Conservatives tell Carwyn Jones: 'take responsibility'
First Minister Carwyn Jones has accused the UK government of attacking people on benefits.
It came after the Conservatives said he had failed to take responsibility for Wales at question time in the Senedd.
Repeated references to the UK government showed he was "fixated" on Westminster, the Tories said.
But the first minister said the Westminster coalition was presiding over soaring unemployment and was attacking benefit recipients.
Tory opposition leader Andrew RT Davies clashed with the first minister over waiting times in the NHS.
After hearing Mr Jones say waiting times in England were "rocketing", the opposition leader said: "It would be nice for you to actually take responsibility for what is actually in your portfolio and your area of responsibility."
The Tories claim Mr Jones has made 79 references to the UK government in his weekly question sessions in the chamber since September.
Conservative AM Janet Finch-Saunders called on the first minister to back UK government reforms of the welfare system.
But Mr Jones told her: "All the party opposite do is attack people on benefits, they attack people on low pay, while they leave the fat cats, the executives, untouched. Why? Because they fund them.

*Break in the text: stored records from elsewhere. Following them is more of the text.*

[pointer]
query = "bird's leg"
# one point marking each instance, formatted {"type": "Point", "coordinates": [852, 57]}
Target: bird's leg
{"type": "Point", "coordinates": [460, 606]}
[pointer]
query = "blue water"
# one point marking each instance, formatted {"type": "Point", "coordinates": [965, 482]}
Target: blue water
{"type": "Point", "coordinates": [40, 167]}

"We're the party of people who are struggling, we are the party of people on low pay. They look after the rich."
Plaid Cymru leader Ieuan Wyn Jones - who said the economy "is in something of a crisis" - asked whether the Welsh government had made representations to Chancellor George Osborne ahead of his autumn statement on 29 November.

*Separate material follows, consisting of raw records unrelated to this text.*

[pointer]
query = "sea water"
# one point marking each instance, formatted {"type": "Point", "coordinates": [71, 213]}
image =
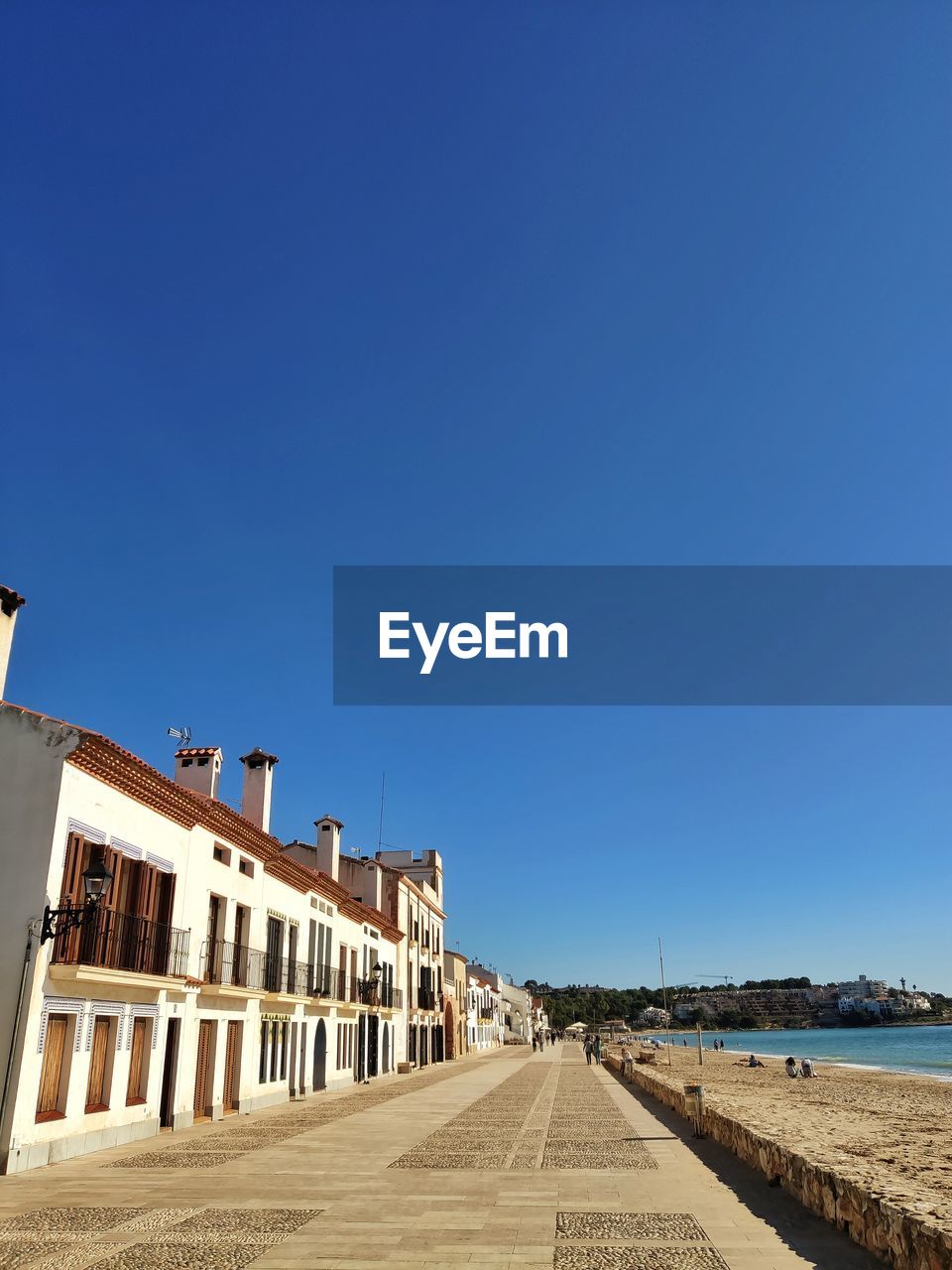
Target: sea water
{"type": "Point", "coordinates": [925, 1051]}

The Plaid leader said a letter from the first minister to David Cameron about reforming assembly elections suggested "the only jobs you are worried about are the Labour backbenchers".
The first minister said there was regular correspondence with the UK government, and that he was surprised Plaid had "contempt for the views of the people of Wales" on how AMs are elected.
Welsh Liberal Democrat leader Kirsty Williams challenged the first minister on unfilled vacancies for hospital consultants and doctors. Meanwhile, the NHS was "shelling out" for temporary workers and locum doctors, she said.
Mr Jones said it had always been difficult to attract doctors to work in west Wales, but the UK government could make it easier to recruit foreign doctors by changing rules on immigration.